Founded thirty years ago as the Australian Stock Exchange, the ASX took its current name and structure when it merged with the Sydney Futures Exchange in 2006. Now it is one of the top 10 listed exchange groups in the world, with equity market turnover of almost $A5 billion per day and market capitalisation around $A1.8 trillion — greater than the GDP of Australia.
If ever there was an organisation with reason to be risk-averse, it’s the ASX. So when the ASX investigated moving some of its processes to the Cloud in order to be more agile and responsive to the needs of its customers, it did so carefully.
Katherine Squire is the General Manager of Application Development and DevOps at ASX, and has been leading her team through the technological and cultural shifts involved in the adoption of Cloud.
“It’s about people, and it’s a little bit about automation, but it’s mainly about people and how they collaborate together,” says Squire.
She saw the importance of Cloud for the ASX because “our customers expect more. We need to set ourselves up, organise our teams and our ecosystem so that we can deliver faster, better.”
An organisation the age and size of ASX faced certain barriers to its Cloud journey. “We’re not a startup. We have some technologies that have been around for a fair while,” says Squire.

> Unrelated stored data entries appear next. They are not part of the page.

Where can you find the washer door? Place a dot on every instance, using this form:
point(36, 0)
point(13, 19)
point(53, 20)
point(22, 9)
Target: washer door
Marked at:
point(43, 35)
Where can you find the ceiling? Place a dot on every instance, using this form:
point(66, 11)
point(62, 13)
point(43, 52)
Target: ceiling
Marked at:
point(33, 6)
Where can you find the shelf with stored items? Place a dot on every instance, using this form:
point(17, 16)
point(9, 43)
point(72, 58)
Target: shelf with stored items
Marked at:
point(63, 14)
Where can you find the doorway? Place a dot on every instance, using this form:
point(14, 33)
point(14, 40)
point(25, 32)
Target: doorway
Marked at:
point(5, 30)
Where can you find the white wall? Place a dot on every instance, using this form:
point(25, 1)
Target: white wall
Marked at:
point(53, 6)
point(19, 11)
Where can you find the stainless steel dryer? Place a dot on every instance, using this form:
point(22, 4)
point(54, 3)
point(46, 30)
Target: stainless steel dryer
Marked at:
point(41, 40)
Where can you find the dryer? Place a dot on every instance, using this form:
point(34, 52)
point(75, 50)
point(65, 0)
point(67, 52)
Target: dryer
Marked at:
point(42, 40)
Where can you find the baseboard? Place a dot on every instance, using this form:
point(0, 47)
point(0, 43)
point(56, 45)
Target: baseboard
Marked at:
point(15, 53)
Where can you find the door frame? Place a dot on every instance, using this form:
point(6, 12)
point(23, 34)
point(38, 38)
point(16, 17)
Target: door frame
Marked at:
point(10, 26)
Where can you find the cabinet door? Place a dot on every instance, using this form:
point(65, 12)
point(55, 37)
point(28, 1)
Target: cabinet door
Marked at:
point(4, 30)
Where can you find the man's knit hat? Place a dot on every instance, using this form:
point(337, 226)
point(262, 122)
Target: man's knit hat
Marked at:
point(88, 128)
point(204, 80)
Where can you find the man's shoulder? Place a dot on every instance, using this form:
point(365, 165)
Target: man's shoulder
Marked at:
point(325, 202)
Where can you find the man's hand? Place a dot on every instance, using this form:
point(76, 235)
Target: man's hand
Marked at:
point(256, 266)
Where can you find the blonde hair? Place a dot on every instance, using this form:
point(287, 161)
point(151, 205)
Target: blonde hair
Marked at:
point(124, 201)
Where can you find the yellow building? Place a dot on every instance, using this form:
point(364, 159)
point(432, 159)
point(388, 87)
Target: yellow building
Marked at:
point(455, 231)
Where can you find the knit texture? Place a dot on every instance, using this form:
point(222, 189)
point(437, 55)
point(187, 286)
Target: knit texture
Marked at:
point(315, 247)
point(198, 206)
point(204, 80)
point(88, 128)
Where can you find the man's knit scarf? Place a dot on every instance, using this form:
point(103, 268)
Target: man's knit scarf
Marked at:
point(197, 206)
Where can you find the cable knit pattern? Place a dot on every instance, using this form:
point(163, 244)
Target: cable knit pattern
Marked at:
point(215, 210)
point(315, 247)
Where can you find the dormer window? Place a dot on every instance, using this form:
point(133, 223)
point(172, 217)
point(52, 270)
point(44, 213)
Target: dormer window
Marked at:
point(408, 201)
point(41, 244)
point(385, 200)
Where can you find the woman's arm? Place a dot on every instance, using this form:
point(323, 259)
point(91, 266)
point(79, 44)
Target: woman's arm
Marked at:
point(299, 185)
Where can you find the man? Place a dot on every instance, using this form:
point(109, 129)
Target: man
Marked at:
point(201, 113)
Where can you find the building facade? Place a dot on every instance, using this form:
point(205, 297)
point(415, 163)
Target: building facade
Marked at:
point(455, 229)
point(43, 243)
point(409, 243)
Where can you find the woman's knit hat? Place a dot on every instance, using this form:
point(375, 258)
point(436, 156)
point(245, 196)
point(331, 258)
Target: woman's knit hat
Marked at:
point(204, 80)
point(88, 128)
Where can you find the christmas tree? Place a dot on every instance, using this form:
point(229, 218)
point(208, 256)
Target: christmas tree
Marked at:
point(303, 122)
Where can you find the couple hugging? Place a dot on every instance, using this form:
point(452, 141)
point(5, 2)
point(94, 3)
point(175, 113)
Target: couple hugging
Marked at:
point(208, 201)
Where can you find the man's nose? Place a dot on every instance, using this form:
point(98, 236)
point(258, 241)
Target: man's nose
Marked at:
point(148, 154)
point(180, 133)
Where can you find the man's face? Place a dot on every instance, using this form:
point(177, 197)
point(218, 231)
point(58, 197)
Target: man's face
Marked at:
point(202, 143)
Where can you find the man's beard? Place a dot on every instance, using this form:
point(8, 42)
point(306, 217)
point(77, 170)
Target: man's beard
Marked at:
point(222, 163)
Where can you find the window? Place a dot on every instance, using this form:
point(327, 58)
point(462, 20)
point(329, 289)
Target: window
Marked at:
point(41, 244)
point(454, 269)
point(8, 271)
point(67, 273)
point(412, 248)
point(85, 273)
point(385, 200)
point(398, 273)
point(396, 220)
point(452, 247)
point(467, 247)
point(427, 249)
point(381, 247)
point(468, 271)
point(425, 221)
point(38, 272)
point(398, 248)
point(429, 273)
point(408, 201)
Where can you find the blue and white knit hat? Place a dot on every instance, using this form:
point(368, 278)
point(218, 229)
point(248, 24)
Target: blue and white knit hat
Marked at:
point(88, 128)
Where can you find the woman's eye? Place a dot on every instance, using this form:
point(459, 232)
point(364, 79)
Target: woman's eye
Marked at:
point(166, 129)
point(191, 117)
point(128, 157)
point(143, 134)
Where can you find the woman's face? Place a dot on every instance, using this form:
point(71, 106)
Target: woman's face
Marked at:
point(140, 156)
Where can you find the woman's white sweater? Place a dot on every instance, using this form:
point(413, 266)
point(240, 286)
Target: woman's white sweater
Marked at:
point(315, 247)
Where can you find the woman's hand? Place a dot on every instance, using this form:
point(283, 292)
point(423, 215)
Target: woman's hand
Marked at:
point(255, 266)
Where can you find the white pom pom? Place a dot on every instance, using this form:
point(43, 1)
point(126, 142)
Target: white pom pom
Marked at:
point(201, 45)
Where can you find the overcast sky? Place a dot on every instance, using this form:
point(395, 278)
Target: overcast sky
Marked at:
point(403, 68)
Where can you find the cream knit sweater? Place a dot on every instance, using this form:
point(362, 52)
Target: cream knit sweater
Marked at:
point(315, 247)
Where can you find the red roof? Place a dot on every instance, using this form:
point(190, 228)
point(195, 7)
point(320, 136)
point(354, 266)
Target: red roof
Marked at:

“The move to Cloud was a significant undertaking not because the workload was huge, but it was more about taking all of our stakeholders on that journey, and making them feel comfortable with what we were doing. We were careful to engage with other parts of the organisation including Regulatory Assurance, Security, and Compliance.”
“Journeys to the Cloud aren’t just about technology – they’re about the whole organisation and how it can change”.

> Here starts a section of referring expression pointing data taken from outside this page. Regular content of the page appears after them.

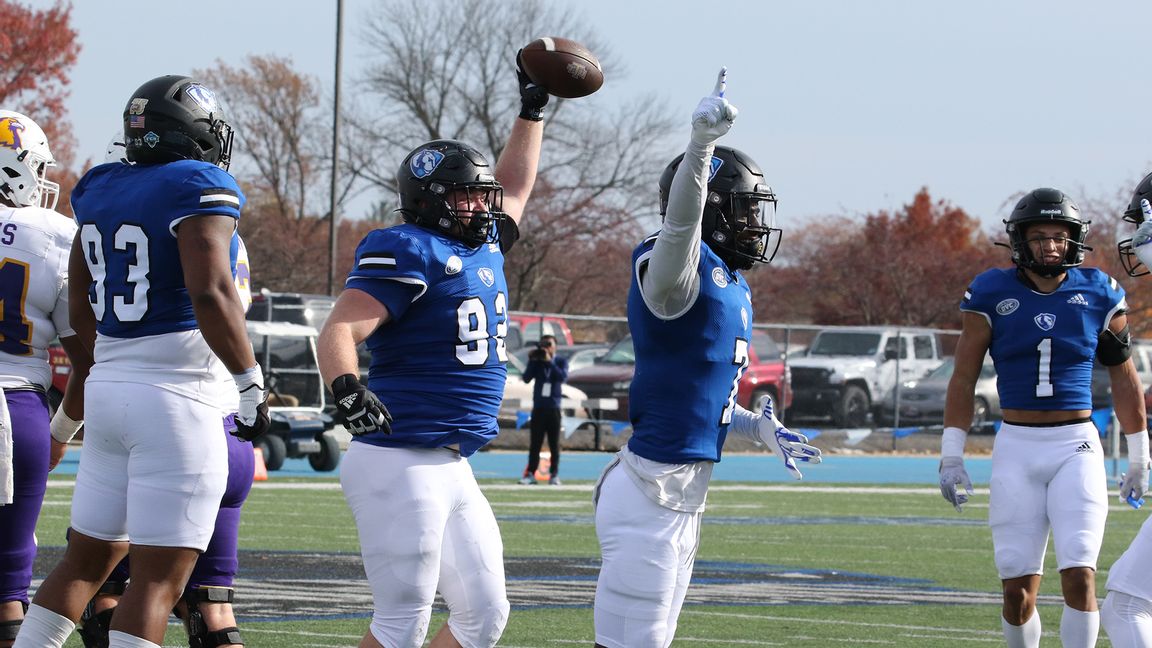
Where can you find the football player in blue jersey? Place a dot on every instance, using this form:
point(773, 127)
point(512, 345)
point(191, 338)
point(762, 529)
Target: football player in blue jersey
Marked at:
point(1043, 322)
point(152, 273)
point(1127, 610)
point(690, 314)
point(33, 294)
point(431, 300)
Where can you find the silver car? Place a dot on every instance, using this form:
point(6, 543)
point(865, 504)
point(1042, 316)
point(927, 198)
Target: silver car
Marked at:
point(922, 401)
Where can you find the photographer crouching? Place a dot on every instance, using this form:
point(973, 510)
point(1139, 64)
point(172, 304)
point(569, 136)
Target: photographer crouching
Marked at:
point(550, 374)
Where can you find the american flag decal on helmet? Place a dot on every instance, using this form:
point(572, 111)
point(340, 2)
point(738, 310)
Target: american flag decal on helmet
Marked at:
point(219, 197)
point(377, 261)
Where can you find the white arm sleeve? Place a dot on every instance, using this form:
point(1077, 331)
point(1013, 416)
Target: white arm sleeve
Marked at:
point(671, 283)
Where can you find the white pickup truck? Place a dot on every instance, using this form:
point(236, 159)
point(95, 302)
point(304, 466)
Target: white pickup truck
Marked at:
point(846, 369)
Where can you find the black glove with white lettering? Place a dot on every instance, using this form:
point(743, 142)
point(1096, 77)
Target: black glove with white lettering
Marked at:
point(362, 412)
point(532, 97)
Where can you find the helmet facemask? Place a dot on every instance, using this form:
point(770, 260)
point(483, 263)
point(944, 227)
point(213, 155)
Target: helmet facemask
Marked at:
point(1131, 263)
point(1022, 250)
point(24, 162)
point(741, 227)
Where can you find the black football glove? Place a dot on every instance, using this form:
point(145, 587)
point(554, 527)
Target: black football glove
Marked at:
point(532, 97)
point(252, 415)
point(362, 412)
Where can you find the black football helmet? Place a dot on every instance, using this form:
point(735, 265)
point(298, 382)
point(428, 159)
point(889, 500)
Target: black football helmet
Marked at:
point(174, 118)
point(739, 212)
point(1046, 205)
point(1135, 215)
point(442, 181)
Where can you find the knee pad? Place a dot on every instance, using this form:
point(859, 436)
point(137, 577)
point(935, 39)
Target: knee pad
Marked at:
point(480, 627)
point(198, 633)
point(8, 630)
point(93, 626)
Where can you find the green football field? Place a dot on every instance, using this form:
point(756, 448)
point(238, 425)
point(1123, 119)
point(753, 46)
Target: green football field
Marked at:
point(779, 565)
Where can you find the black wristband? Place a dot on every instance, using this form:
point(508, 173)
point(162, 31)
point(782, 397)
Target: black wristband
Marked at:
point(345, 383)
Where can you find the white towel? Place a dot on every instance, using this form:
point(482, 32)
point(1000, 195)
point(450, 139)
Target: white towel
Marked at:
point(6, 483)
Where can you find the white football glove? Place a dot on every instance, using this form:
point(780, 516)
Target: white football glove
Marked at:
point(1143, 235)
point(714, 114)
point(788, 445)
point(954, 477)
point(252, 417)
point(1135, 482)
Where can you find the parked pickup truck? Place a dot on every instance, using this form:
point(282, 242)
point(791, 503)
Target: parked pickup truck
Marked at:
point(844, 370)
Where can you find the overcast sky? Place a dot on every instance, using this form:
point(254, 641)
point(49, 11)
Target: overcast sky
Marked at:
point(849, 106)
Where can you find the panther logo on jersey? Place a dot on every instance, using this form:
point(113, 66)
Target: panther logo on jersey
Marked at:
point(1007, 307)
point(425, 162)
point(9, 133)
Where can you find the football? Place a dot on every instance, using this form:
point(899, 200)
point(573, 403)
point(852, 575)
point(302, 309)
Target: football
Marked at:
point(562, 67)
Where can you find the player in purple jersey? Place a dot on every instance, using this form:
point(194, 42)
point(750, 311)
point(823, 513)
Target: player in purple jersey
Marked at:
point(431, 301)
point(1043, 322)
point(1127, 610)
point(151, 272)
point(206, 603)
point(33, 295)
point(690, 313)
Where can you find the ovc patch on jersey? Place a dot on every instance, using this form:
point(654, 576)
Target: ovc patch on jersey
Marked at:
point(203, 97)
point(377, 261)
point(715, 164)
point(1007, 307)
point(425, 162)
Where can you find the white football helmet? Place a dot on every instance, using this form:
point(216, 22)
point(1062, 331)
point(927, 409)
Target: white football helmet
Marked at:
point(24, 159)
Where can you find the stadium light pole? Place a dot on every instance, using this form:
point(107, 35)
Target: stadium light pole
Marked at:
point(335, 155)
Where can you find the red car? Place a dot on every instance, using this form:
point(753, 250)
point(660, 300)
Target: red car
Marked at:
point(612, 376)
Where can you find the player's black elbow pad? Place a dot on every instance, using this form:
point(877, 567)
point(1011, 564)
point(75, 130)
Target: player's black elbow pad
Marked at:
point(1114, 349)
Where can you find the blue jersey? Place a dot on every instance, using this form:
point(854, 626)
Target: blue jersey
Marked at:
point(683, 392)
point(439, 363)
point(1043, 345)
point(128, 217)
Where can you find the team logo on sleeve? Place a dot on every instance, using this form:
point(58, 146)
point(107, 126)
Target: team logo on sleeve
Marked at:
point(9, 133)
point(717, 163)
point(1006, 307)
point(219, 197)
point(425, 162)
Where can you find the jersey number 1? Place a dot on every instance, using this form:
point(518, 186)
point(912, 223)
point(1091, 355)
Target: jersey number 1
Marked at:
point(1044, 370)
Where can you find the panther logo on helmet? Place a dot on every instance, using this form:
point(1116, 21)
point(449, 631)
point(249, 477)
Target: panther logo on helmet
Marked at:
point(24, 159)
point(448, 187)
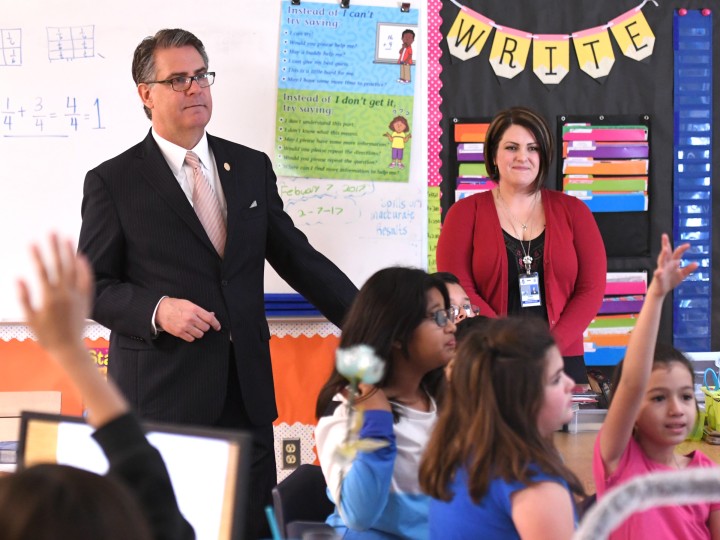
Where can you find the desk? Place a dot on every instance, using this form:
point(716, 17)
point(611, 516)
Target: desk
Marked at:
point(577, 450)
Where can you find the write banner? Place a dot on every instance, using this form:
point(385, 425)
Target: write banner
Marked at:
point(345, 91)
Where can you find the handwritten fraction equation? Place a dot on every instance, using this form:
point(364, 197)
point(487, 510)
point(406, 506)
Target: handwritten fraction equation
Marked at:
point(10, 47)
point(63, 43)
point(57, 117)
point(71, 42)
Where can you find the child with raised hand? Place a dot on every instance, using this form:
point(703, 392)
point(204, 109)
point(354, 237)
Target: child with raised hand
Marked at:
point(653, 410)
point(404, 315)
point(490, 466)
point(58, 501)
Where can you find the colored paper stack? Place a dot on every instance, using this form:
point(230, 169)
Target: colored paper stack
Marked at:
point(606, 166)
point(472, 176)
point(607, 336)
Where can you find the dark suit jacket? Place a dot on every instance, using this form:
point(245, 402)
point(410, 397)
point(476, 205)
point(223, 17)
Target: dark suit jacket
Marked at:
point(144, 242)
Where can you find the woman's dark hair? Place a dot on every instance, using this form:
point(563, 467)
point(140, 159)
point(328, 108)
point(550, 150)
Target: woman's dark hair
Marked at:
point(535, 124)
point(384, 315)
point(447, 277)
point(470, 324)
point(489, 419)
point(45, 502)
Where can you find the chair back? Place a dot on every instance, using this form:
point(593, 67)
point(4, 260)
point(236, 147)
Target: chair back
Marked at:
point(302, 497)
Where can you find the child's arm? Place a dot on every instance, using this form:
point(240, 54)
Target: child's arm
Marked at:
point(66, 296)
point(714, 525)
point(530, 512)
point(66, 284)
point(629, 393)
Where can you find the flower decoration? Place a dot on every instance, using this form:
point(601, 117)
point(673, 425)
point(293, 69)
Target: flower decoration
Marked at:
point(358, 364)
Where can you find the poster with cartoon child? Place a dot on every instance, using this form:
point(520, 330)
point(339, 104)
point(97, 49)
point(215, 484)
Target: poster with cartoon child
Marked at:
point(398, 135)
point(405, 59)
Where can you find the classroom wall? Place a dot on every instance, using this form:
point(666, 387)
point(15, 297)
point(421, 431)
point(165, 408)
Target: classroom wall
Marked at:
point(471, 89)
point(68, 103)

“I believe the way you can affect the culture of an organisation is to have your awesome goals and big visions. But what you need to do is give your team achievable, believable goals. Then they can be a complete game-changer within an organisation.”

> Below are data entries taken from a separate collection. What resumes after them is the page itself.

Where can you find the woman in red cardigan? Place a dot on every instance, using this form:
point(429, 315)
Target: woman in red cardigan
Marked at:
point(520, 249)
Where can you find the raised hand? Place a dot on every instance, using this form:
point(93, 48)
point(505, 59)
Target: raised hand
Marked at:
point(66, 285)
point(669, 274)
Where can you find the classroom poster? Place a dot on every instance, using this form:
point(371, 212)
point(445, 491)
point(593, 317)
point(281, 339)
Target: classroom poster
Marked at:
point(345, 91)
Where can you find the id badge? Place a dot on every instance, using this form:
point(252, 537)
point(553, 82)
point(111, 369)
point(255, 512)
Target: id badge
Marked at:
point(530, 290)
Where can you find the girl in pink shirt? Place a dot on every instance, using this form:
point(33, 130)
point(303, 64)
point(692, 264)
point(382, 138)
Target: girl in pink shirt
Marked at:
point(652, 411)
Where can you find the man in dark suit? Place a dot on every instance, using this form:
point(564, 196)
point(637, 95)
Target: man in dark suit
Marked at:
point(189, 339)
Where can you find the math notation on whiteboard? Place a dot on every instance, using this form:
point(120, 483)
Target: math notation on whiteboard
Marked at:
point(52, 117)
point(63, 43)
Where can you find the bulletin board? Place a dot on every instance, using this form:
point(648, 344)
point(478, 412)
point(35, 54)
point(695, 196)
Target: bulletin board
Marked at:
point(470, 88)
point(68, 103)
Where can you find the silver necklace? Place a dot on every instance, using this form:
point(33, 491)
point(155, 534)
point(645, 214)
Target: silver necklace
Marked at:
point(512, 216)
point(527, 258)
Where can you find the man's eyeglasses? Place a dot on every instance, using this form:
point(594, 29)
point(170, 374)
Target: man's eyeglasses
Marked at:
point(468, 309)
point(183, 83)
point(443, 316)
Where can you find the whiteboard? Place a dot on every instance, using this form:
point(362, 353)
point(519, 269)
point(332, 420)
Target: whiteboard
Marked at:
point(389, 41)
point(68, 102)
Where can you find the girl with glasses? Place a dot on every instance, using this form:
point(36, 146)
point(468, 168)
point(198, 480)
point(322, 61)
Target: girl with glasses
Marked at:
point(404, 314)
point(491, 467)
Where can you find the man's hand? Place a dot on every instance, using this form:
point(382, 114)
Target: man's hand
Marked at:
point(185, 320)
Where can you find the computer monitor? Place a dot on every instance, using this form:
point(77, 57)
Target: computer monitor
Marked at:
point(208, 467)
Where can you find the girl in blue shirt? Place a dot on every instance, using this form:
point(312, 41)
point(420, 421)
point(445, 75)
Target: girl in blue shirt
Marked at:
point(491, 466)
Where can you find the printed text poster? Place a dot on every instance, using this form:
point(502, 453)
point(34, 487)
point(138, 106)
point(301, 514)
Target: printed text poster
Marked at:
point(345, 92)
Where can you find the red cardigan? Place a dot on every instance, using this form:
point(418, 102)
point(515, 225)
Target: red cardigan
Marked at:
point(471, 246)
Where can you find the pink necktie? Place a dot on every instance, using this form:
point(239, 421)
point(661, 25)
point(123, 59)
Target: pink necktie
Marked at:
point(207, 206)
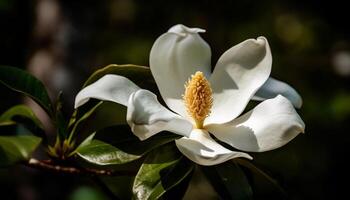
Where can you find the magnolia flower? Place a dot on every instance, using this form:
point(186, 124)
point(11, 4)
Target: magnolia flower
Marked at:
point(201, 102)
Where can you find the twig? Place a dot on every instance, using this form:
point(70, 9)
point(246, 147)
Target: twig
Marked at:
point(48, 165)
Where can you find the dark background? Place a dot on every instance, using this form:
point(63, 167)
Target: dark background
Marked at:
point(62, 42)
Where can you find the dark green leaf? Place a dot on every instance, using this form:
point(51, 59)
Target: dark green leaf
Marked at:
point(60, 122)
point(17, 148)
point(23, 82)
point(23, 111)
point(22, 114)
point(162, 169)
point(118, 145)
point(140, 75)
point(261, 173)
point(102, 115)
point(229, 181)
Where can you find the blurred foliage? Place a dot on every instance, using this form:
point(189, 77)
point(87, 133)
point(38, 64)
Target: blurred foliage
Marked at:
point(304, 37)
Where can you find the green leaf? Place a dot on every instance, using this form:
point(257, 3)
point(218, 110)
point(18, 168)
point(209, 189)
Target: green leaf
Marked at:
point(22, 114)
point(60, 122)
point(122, 147)
point(23, 82)
point(229, 181)
point(103, 114)
point(14, 149)
point(11, 116)
point(262, 174)
point(140, 75)
point(163, 169)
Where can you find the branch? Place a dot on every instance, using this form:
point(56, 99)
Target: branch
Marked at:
point(50, 166)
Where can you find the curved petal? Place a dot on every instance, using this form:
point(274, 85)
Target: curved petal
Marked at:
point(239, 73)
point(108, 88)
point(273, 87)
point(146, 116)
point(270, 125)
point(202, 149)
point(175, 56)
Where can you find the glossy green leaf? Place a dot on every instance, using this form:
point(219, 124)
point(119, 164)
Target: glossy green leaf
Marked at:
point(12, 115)
point(118, 145)
point(60, 122)
point(103, 114)
point(229, 181)
point(23, 82)
point(14, 149)
point(163, 169)
point(140, 75)
point(258, 172)
point(22, 114)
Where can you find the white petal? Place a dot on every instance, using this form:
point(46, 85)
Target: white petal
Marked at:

David O’Keeffe is the Manager of Application Design at ASX, whose motto is “simple done well.” He shares Squire’s belief in breaking down complex problems into simple solutions.
“Within the ASX, our systems are complex and closely interrelated. Building a complex delivery solution for that doesn’t add anything, so we need to break it down. By finding simpler solutions to these complex problems, there’s more chance of success,”says O’Keefe.
While many organisations see Cloud providers like Amazon Web Services (AWS) as vital for development and testing and adopting a fail-fast agile tactic, Squire’s approach was to take one entire production workflow through the journey to Cloud implementation first, to show the organisation that anything is possible.
“I wanted to make sure we ticked all of the security, compliance and regulatory assurance boxes, and, now that we’ve done that, dev and test is a lot easier.”
The application chosen for that first run into the Cloud is called Margin Optimiser.
“Margin Optimiser was the perfect example of what we should put in the Cloud. It’s a highly computationally intensive program. It only ran once a day but we had two very “grunty” machines sitting on premise for a once-a-day run,” says Squire.
The chosen solution was AWS Lambda, an event-driven serverless computing service. Raj Prasad, Development Services Manager at ASX who works with Squire, says that AWS Lambda was perfect for the task. AWS Lambda allowed the development team to release first and fill in the features as required. Having multiple environment instances in which to do that meant it was both safe and easy to deliver.
“We reduced our costs, because we literally run the Margin Optimiser for 14 minutes a day and we no longer need high-grade machines on premise.”
Now that the Margin Optimiser deployment has been completed successfully, Squire says, ASX is looking at other ways Cloud can be used effectively.
“We want to be more nimble, we want to deliver faster, and we want to eliminate the waste and delays that can occur in software delivery.”
At the beginning of the Cloud journey, says Squire, “the biggest insight for me was how often people say no to things because it’s different, it’s new, or they don’t understand. It’s just fear of change.”
Now that ASX has deployed AWS services and is using the platform to build and deploy testing systems, O’Keeffe says more people are coming on board.
“Once they see it in action they’ll say why didn’t we do this five years ago? It’s really compelling.”
“AWS is helping us achieve our business outcomes through collaboration, creative services, and rich APIs and technologies. It has been a great experience for us and one that will continue,” says Squire.